Era prevedibile. Soppressi i grandi talk show come Annozero e Ballarò, la RAI perde ascolti (e guadagni) a favore di Mediaset: già dalla prima settimana di applicazione dell'assurdo "regolamento bavaglio", si può notare come Rai Due il giovedì sera dimezzi lo share, passando dal 19% di Annozero del 25 Febbraio (nonostante la partita della Juve) al 9% del 4 Marzo con "La carica dei 101". Idem per RaiTre, che passa dal 15% di Ballarò del 23 Febbraio (Rai-Mediaset: 42% a 38%) all'8% del simbolico documentario "La Grande Storia - Dittatura" del 2 Marzo (Rai-Mediaset: 40% a 44%).

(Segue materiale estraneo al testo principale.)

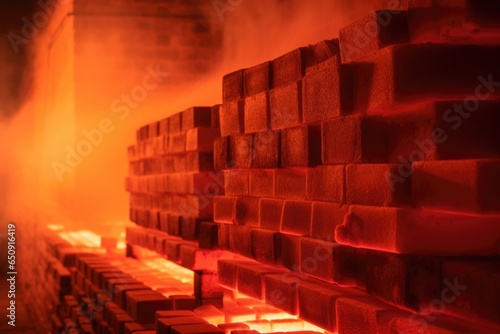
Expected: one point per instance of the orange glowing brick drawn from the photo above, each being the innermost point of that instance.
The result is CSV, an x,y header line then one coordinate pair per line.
x,y
211,314
239,314
257,79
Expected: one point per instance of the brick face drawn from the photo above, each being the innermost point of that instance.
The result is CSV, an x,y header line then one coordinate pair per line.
x,y
357,175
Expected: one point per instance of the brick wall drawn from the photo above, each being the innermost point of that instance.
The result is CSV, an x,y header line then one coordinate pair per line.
x,y
361,175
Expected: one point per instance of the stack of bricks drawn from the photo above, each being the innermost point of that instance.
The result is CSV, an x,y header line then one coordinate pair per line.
x,y
365,177
44,267
171,180
360,175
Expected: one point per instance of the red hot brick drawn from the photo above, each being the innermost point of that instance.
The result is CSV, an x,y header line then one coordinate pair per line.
x,y
459,185
370,184
240,240
262,183
251,279
223,236
404,72
270,213
301,146
326,183
258,79
402,280
266,149
237,182
289,67
443,130
332,262
232,117
197,117
224,209
281,291
327,91
317,258
325,218
266,246
401,230
232,327
206,285
296,217
286,105
290,184
256,113
209,235
240,151
199,161
216,116
323,51
175,123
164,325
247,211
353,139
373,32
290,252
183,302
221,153
232,86
227,271
365,315
201,139
449,22
317,302
163,128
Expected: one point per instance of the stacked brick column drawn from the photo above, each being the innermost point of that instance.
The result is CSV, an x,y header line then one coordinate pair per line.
x,y
361,176
376,168
171,181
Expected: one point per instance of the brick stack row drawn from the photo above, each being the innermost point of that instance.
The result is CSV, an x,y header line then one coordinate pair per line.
x,y
171,179
375,167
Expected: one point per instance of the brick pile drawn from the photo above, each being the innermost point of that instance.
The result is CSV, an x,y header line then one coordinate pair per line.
x,y
360,175
44,267
374,169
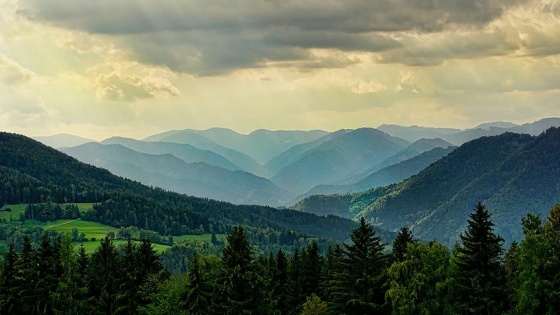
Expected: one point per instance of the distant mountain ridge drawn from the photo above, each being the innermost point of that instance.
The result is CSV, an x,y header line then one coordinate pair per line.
x,y
169,172
62,140
511,173
31,172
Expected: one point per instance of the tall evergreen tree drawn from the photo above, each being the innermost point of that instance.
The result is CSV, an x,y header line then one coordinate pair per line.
x,y
198,299
103,278
9,303
312,265
480,273
240,291
280,282
364,271
400,244
26,278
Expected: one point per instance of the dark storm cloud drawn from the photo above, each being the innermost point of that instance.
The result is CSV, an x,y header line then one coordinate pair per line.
x,y
212,37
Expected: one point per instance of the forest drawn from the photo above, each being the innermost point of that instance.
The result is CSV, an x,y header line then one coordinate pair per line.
x,y
361,276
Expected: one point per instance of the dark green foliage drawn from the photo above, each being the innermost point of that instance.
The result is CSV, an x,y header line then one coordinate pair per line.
x,y
198,293
480,274
511,173
51,277
36,174
364,269
400,244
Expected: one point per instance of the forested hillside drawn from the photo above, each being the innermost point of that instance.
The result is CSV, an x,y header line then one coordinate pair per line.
x,y
361,276
31,172
513,174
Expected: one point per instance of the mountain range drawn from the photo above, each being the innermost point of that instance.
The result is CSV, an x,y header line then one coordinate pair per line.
x,y
279,168
512,174
31,172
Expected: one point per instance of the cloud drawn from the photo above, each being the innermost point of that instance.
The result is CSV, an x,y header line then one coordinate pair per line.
x,y
11,72
215,37
114,87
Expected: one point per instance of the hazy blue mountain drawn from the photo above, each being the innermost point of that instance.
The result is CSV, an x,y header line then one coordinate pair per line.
x,y
194,138
414,149
414,133
511,173
458,137
185,152
62,140
336,156
537,127
262,145
294,153
496,124
31,172
169,172
388,175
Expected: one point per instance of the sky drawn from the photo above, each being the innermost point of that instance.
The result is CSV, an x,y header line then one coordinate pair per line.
x,y
135,68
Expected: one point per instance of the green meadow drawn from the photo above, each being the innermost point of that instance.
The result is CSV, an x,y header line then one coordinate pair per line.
x,y
92,230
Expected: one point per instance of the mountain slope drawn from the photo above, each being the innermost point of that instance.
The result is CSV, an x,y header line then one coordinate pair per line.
x,y
169,172
511,173
385,176
63,140
193,138
31,172
337,156
185,152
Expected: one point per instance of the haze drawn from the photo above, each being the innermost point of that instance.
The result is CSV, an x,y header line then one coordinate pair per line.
x,y
134,68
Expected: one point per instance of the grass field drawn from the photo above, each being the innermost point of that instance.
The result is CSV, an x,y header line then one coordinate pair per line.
x,y
17,210
201,238
93,229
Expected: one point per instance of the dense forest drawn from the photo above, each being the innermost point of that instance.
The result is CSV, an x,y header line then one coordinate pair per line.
x,y
32,173
361,276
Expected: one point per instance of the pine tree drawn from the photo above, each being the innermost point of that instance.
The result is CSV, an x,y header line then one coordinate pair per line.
x,y
103,278
312,265
400,244
280,282
9,303
480,274
364,272
240,290
334,281
198,299
26,278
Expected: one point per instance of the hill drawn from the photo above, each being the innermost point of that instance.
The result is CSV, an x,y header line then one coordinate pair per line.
x,y
261,145
385,176
511,173
169,172
334,157
62,140
185,152
195,139
31,172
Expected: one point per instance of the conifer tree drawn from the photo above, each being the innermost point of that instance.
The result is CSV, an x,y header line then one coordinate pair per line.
x,y
26,278
364,272
480,275
312,265
400,244
240,291
198,299
280,282
9,303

Era prevedibile, dicevamo. I dirigenti RAI sapevano benissimo che Floris e Santoro "tirano" gli ascolti, oltre a fare un ottimo servizio pubblico, ancora più importante in campagna elettorale. Il problema è che era anche evitabile. La legge sulla par condicio non è cambiata rispetto agli anni scorsi, nei quali i talk-show sono doverosamente andati in onda. Inoltre, si poteva mandarli in onda senza politici. Invece si è scelta la strada più comoda ... a Mediaset e al PDL. A Berlusconi, insomma.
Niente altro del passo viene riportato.